Analysts at the Hoover Institution at Stanford University found 254 papers in which U.S. researchers collaborated with counterparts from seven top universities in China affiliated with the regime's military, the People's Liberation Army (PLA). The think tank identified 115 U.S. universities and government-backed research labs that worked with these PLA-linked organizations, collaborating on research topics from new energy technologies to aeronautical engineering.
The report released July 30 found instances where the Chinese researchers allegedly tried to conceal their ties to the defense institutes. Some Chinese coauthors also appeared to have worked in classified weapons programs, it said.
It concluded that such collaborations compromised national security because it allowed the PLA-linked institutions to "harvest U.S. S&T [science and technology] research at its source, and divert it to PRC [People's Republic of China] defense research and weapons program development."

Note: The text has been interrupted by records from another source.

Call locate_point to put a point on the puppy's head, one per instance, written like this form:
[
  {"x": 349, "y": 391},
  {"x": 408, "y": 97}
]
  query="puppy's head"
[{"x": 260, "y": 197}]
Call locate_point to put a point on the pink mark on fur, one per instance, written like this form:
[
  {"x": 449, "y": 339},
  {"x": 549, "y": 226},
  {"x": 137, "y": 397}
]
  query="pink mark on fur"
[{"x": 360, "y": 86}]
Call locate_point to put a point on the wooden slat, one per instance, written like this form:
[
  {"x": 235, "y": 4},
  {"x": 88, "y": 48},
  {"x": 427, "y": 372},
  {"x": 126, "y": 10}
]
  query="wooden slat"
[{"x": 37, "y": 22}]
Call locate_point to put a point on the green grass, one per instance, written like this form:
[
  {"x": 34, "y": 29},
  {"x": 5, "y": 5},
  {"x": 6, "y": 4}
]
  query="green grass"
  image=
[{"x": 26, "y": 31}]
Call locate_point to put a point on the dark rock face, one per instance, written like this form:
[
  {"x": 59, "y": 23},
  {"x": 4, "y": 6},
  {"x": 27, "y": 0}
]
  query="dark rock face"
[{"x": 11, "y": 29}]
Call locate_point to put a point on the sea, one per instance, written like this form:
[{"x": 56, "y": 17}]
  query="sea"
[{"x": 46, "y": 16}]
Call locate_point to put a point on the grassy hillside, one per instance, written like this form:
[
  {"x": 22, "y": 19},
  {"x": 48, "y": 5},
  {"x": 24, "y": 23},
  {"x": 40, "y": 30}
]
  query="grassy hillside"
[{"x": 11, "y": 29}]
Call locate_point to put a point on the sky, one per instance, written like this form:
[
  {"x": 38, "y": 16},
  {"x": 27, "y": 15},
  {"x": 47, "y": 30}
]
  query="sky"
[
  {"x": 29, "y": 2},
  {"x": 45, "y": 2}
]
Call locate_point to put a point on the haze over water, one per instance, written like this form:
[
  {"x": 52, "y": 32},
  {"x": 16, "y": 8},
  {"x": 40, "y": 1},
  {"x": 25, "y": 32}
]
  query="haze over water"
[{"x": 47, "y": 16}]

"The risks to national security are serious since such diversions could erode or eliminate U.S. military superiority with lethal consequences in the event of an armed conflict," it said.

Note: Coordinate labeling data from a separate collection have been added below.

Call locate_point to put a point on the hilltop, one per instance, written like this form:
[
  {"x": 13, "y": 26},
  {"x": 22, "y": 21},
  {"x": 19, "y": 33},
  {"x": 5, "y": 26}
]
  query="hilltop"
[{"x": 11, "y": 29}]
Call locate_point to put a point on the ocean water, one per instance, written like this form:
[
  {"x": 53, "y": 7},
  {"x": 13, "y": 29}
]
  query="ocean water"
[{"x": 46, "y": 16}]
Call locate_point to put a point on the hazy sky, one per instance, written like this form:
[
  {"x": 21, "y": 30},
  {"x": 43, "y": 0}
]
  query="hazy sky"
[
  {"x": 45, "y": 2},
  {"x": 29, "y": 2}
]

Any collaboration with these defense universities boosted the regime's "civil-military fusion" strategy—a military development plan that seeks to integrate private-sector innovations into the PLA's industrial base, the report said. It added that research partnerships are contrary to U.S. national interest "even if the relevant research is unclassified, considered basic or fundamental, and is ultimately published in open sources."
In May, President Donald Trump issued an executive order barring entry to Chinese graduate or higher-level students from organizations affiliated with the regime's civil-military fusion complex.

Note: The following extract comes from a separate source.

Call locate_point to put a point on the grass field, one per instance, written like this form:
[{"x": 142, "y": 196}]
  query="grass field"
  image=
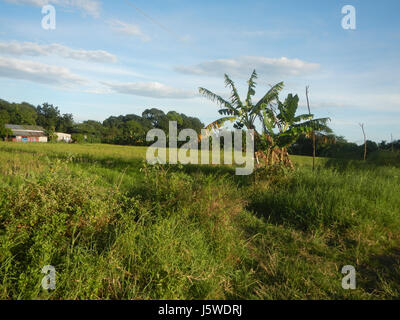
[{"x": 116, "y": 228}]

Hoover analysts, however, warned that the regime is likely to try to circumvent the ban by shifting collaboration online or overseas, or by using collectors from entities not caught by the order.
The Hoover report recommended U.S. research institutions increase due diligence on foreign research collaborations, and formulate a set of common ethical standards to ensure partnerships don't aid the military or repressive capabilities of authoritarian regimes.
The seven Chinese universities referred to in the report are among the leading science and technology institutions in the country and have a long history of supporting the Chinese military, it said. They are known as the "Seven Sons of National Defense."
The report found Chinese coauthors who have worked on projects for the various branches of the PLA, classified weapons development programs, as well as for major Chinese state-run defense companies.
In an apparent effort to mask their ties to the regime's defense programs, some Chinese researchers used innocuous English labels such as "state key laboratory" instead of the Chinese term "national defense key laboratory" to describe their affiliations, the report found. In other instances, some Chinese coauthors didn't list any curricula vitae on their faculty webpages, it added.
The report also found that researchers from several national laboratories of the Department of Energy published papers with counterparts from six of the seven Chinese defense universities. Some Chinese students from those universities filed dissertations that claimed to have been supported by the National Health Institute and the U.S. National Science Foundation, it said.
"Our findings stand as monuments to a colossal failure of vision that has prevented the U.S. research enterprise from appreciating the risks that such collaborations posed and from adopting appropriate safeguards of its own accord," the report said. "Too little has changed in that regard, and many of the same vulnerabilities persist."